When you go to study Economics at degree level they teach you three things; well, at least that’s how my tutors started things out for me at Wolverhampton Polytechnic way back when in the 1980s.
1 - The first rule of economics is there is no such thing as a free meal.
2 - Industry is both an economic regulator and a barometer.
3 - Recessions can be good as they drive out the weak and ailing elements of the economy.
So to point #3, as the Eurozone crisis takes hold and we see so-termed ‘austerity measures’ implemented across several countries’ economies, what effects will we see in new ‘enabling technologies’ such as cloud computing?
The cloud crisis trade-off
Will we see older less ‘nimble’ and more wasteful computing methods done away with as new more flexible cloud-based models are brought to bear?
Or will the cost of migration to the cloud itself prove to be prohibitively costly such that new and still-nascent hosted virtualisation solutions are left out in the cold before they have even had a chance to bring greater efficiencies, lower total cost of ownership (TCO) and deliver their targeted return on investment (ROI)?
Analyst firm Gartner sits on the more pessimistic side of the fence saying that the opportunities for cloud computing value are valid all over the world and the same is true for some of the risks and costs.
According to Paolo Malinverno, vice president at Gartner, "Some of cloud computing's potential risks and costs -- namely security, transparency and integration – which are generally applicable worldwide, take on a different meaning in Europe."
The problem it seems (or at least, one of the major problems) is that ever-changing data privacy regulations across companies with footprints in more than one European nation are holding us back. The analyst firm goes so far as to suggest that Europe could be as much as two years behind the US in terms of general cloud adoption because of these facts.
Vice president of the European Commission Neelie Kroes has echoed these concerns and been talking openly about data regulations and how this needs to be aligned in Europe to make cloud easier to adopt.
“Where these barriers exist, I am determined to overcome them,” Kroes has said.

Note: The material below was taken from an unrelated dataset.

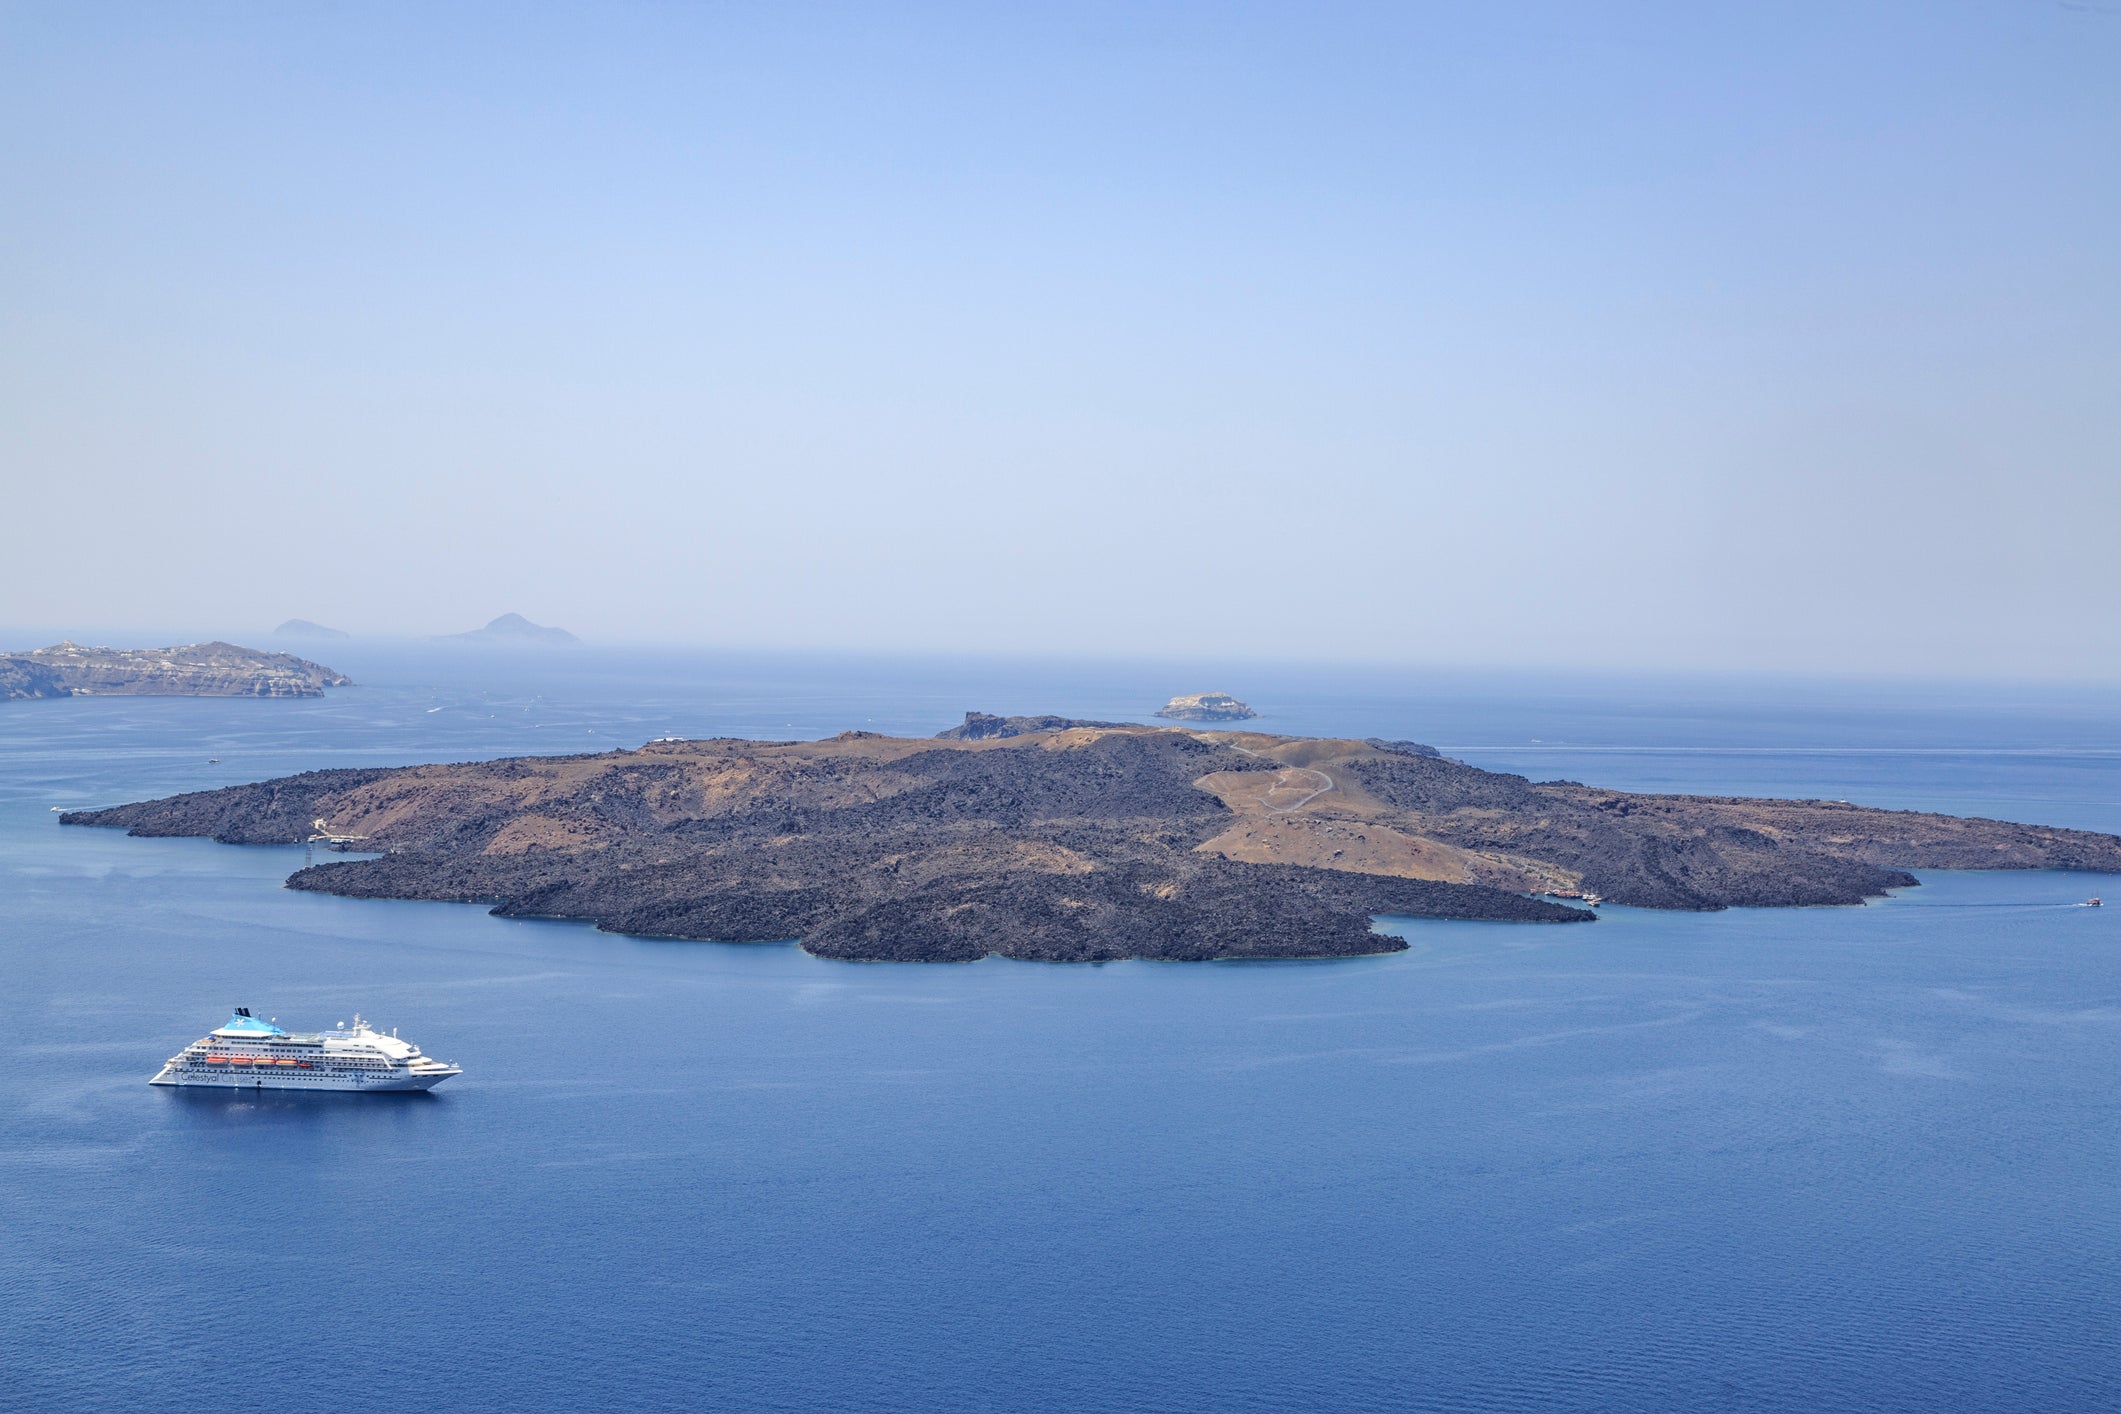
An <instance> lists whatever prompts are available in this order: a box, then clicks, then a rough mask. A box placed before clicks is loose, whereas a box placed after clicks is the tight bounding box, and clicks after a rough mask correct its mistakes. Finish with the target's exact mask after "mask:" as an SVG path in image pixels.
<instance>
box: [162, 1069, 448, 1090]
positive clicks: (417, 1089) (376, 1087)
mask: <svg viewBox="0 0 2121 1414" xmlns="http://www.w3.org/2000/svg"><path fill="white" fill-rule="evenodd" d="M445 1079H450V1077H448V1075H392V1077H386V1079H373V1081H371V1079H341V1077H329V1075H316V1077H310V1075H284V1077H282V1075H259V1073H255V1071H252V1073H248V1075H244V1073H238V1075H172V1073H170V1071H163V1073H161V1075H157V1077H155V1079H151V1081H148V1085H168V1088H172V1090H329V1092H333V1094H367V1092H378V1094H392V1092H407V1090H433V1088H435V1085H439V1083H441V1081H445Z"/></svg>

The summary truth of the matter here is that regulations are having an impact upon cloud adoption despite its still forward-facing growth. These difficulties are nothing but compounded by these times of austerity, which are further making investments in cloud harder to see through for many firms.
Every cloud has a silver lining
Gartner’s David Mitchell Smith is more upbeat and say that while these inhibitors will certainly slow down cloud adoption in Europe, they will not stop it. “The potential benefits of cloud are too attractive and the interest in its efficiency and agility are too strong to stall it for long," he said.
So it’s not doom and gloom then. EMEA technical marketing director of storage memory platform company Fusion-io Niall McLeod suggests that while budget cuts and austerity can be hugely frustrating, limitations can often spur innovation.
“In good times, there is often not a lot of need to reexamine what can be done more effectively, which can unfortunately often lead to stagnation. Many IT professionals are now looking closely at their infrastructure and moving performance to the server with flash memory to power their applications. Early adopters proved the reliability and value that results from separating storage performance from capacity, and today, many enterprises that need to achieve more with less are rapidly shifting from sprawl to efficiency,” said McLeod.
There are probably almost too many divergent factors here for us to be able to sit on one side of the fence definitively and say whether the current economic downturn has positive or negative effect on cloud computing’s growth.
Yes some short-term purchases may get shelved, but the cloud is here to stay -- whether you hold an Economics degree or not, of that you can be sure.